Il n'est pas nécessaire de rédiger un dossier de développement
formalisé, sauf pour la création de modèles complexes : un simple griffonnage
suffira dans les cas simples. De toute façon, il n'est pas question de
constituer un dossier papier à conserver... toutes les informations utiles à
l'utilisation et la maintenance du modèle Excel doivent être inscrites dans le
modèle lui-même.
À quoi servira l'épure ?
À identifier les 3 parties du modèle
Il s'agit d'identifier clairement :
·
Les données utilisées : leur nature, leur origine, leur forme, les
tableaux de saisie...
·
Les traitements à réaliser sur ces données : calculs intermédiaires et
calculs de résultats, organisation de ces calculs...
·
Les documents à visualiser ou à imprimer à préparer pour la présentation
des résultats
À définir la superstructure du modèle
Définir une superstructure (organisation
générale du modèle Excel) adaptée aux 3 parties :
- Onglets : nombre, choix de couleurs, libellé (court et
signifiant) ;
- Automatisation des connexions externes (intégrations manuelles ou
mécanisées par macro-commandes, requêtes SQL ou Power-Query…) ;
- Pages de sommaire et menus : page de titre, titres de
chapitres, sommaire principal, sommaires de chapitre ;
- Utilisation des volets figés (haut et/ou gauche) : taille,
contenu…
- Utilisation des couleurs (arrière-plan général, fond de cellule),
des polices de caractère (type, taille, couleur…).
La superstructure doit tenir compte des
formats d’écran utilisés afin de conserver une bonne lisibilité aux pages et
favoriser l’ergonomie.
À lister constantes et variables
Il faut préparer une liste des éléments qui seront utilisés dans les
formules, valider leur valeur, identifier les besoins de mise à jour
périodique, les regrouper de façon cohérente.
À noter les unités de mesure
Faire une liste des unités monétaires et unités de mesure qui seront
utilisées dans le modèle, valider leur abréviation pour éviter toute confusion
d'interprétation, identifier les règles de conversion nécessaires.
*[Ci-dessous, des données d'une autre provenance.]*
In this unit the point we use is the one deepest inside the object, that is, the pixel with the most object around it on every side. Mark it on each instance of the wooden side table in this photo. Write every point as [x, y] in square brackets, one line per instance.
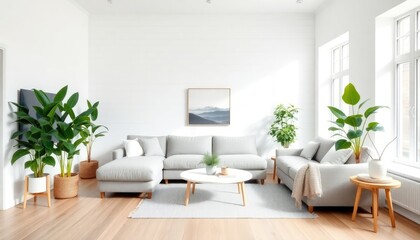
[374, 188]
[275, 167]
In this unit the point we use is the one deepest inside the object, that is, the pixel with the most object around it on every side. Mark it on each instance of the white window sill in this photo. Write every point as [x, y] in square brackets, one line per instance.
[405, 171]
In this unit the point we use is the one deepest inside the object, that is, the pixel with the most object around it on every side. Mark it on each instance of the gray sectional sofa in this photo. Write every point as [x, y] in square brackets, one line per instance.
[336, 186]
[179, 153]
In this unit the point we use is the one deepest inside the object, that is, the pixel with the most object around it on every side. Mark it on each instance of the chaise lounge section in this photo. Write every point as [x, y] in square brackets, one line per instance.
[175, 155]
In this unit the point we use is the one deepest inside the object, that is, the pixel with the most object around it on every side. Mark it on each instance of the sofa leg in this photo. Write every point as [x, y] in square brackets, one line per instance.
[311, 209]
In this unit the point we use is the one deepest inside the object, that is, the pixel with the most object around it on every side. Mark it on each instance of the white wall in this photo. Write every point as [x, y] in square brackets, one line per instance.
[46, 45]
[357, 17]
[141, 66]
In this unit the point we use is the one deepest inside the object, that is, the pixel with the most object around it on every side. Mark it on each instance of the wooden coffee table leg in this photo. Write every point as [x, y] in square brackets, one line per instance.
[356, 203]
[187, 193]
[242, 187]
[390, 207]
[375, 210]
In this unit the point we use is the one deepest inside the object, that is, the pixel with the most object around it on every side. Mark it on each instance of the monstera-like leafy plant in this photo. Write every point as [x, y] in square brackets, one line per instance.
[283, 129]
[352, 130]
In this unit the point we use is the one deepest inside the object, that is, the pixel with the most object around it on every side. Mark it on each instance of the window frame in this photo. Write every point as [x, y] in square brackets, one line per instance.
[338, 75]
[413, 58]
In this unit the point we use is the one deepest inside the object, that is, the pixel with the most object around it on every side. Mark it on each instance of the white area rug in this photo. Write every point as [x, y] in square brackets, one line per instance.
[220, 201]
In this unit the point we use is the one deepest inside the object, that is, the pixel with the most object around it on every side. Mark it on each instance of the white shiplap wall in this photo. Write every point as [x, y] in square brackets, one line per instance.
[141, 66]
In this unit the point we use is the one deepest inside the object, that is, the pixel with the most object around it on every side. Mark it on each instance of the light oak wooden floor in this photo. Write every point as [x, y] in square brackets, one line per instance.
[89, 217]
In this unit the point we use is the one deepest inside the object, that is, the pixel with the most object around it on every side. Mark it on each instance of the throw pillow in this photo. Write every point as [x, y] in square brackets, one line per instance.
[151, 147]
[337, 157]
[133, 148]
[310, 149]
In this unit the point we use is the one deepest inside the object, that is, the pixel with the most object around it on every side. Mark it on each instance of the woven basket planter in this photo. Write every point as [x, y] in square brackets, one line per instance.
[66, 187]
[88, 169]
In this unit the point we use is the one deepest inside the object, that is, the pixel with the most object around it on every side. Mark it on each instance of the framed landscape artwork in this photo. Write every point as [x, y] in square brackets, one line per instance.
[208, 106]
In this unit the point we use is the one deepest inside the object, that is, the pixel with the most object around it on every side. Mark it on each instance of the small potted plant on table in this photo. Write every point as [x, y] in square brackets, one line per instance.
[283, 128]
[211, 161]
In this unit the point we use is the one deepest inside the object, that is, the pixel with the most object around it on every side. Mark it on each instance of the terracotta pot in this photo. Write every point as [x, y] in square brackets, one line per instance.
[88, 169]
[66, 187]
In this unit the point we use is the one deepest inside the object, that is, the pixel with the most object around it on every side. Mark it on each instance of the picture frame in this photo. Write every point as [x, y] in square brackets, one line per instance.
[208, 106]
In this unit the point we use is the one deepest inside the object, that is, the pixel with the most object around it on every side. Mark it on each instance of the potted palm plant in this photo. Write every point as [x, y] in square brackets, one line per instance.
[211, 161]
[35, 140]
[283, 128]
[352, 130]
[90, 133]
[69, 138]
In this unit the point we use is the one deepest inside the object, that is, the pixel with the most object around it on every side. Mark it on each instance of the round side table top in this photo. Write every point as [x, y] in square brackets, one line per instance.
[199, 175]
[392, 184]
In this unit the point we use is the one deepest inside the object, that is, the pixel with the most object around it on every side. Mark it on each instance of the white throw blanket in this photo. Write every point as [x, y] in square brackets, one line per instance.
[307, 183]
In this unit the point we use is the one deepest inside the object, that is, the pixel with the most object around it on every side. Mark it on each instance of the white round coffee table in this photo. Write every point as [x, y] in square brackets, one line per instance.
[199, 175]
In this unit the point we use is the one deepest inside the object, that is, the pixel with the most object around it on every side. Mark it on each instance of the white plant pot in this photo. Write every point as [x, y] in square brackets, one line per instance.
[377, 168]
[211, 170]
[37, 185]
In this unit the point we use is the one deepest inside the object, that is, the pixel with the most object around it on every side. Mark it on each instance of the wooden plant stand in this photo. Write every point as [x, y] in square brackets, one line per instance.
[26, 193]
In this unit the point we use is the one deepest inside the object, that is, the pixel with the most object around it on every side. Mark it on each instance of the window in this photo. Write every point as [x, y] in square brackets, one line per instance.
[340, 74]
[407, 67]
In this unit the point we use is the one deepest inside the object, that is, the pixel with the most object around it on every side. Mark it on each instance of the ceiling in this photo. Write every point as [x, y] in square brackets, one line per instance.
[199, 6]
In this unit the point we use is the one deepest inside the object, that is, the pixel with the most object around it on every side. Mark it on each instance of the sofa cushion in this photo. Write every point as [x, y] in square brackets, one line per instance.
[310, 149]
[161, 139]
[223, 145]
[243, 161]
[131, 169]
[184, 161]
[324, 147]
[151, 147]
[291, 164]
[188, 145]
[295, 168]
[133, 148]
[337, 157]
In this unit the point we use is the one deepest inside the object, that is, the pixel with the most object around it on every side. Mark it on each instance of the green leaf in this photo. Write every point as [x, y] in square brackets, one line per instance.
[354, 120]
[372, 110]
[73, 100]
[335, 129]
[374, 126]
[28, 164]
[342, 144]
[337, 112]
[49, 160]
[18, 154]
[363, 103]
[352, 134]
[351, 96]
[59, 97]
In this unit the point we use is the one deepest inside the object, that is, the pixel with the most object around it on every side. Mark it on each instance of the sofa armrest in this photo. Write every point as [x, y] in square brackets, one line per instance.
[288, 152]
[118, 153]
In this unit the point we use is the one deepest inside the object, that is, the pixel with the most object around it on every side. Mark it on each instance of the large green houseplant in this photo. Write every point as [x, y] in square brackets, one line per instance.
[352, 130]
[283, 129]
[90, 133]
[68, 125]
[35, 140]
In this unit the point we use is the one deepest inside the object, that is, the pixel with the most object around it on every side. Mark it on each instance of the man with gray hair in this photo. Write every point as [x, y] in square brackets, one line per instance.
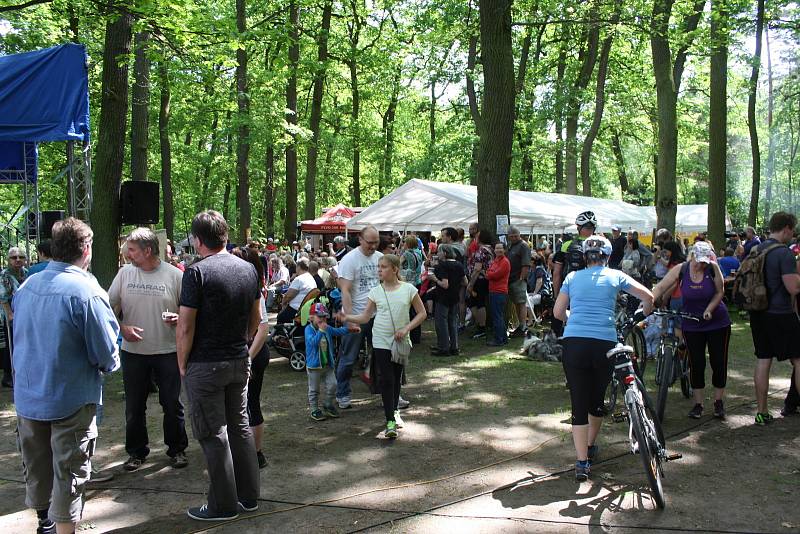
[519, 254]
[145, 295]
[67, 340]
[10, 279]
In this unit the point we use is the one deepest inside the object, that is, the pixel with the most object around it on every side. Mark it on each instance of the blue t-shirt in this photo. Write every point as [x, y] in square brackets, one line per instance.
[728, 264]
[592, 298]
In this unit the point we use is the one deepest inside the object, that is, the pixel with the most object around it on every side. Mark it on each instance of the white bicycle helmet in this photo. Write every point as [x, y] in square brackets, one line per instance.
[587, 217]
[597, 244]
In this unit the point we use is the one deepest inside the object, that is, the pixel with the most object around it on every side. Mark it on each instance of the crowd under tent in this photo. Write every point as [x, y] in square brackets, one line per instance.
[423, 205]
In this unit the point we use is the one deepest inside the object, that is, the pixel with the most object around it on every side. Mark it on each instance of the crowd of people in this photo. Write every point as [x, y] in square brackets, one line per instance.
[199, 322]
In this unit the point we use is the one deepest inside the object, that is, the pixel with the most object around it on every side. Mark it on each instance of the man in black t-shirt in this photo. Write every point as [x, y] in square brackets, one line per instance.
[219, 313]
[776, 330]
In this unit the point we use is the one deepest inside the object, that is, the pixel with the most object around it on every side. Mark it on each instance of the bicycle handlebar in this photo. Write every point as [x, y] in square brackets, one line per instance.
[676, 314]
Le choix des unités de mesure et la clarté des abréviations sont
particulièrement importants pour éviter les erreurs de compréhension :
·
Les utilisateurs anglo-saxons sont habitués aux pieds et pouces pour les
longueurs,
·
Faut-il afficher des euros ou des milliers d’euros ?
·
Combien de décimales afficher pour chaque catégorie de données ?
Quels sont les usages en la matière ?
À définir les règles de nommage
Figer des règles simples permettant de constituer des noms clairs,
courts, cohérents entre eux, réutilisables dans les autres modèles Excel à
construire (afin de bâtir, modèle après modèle, une bibliothèque commune).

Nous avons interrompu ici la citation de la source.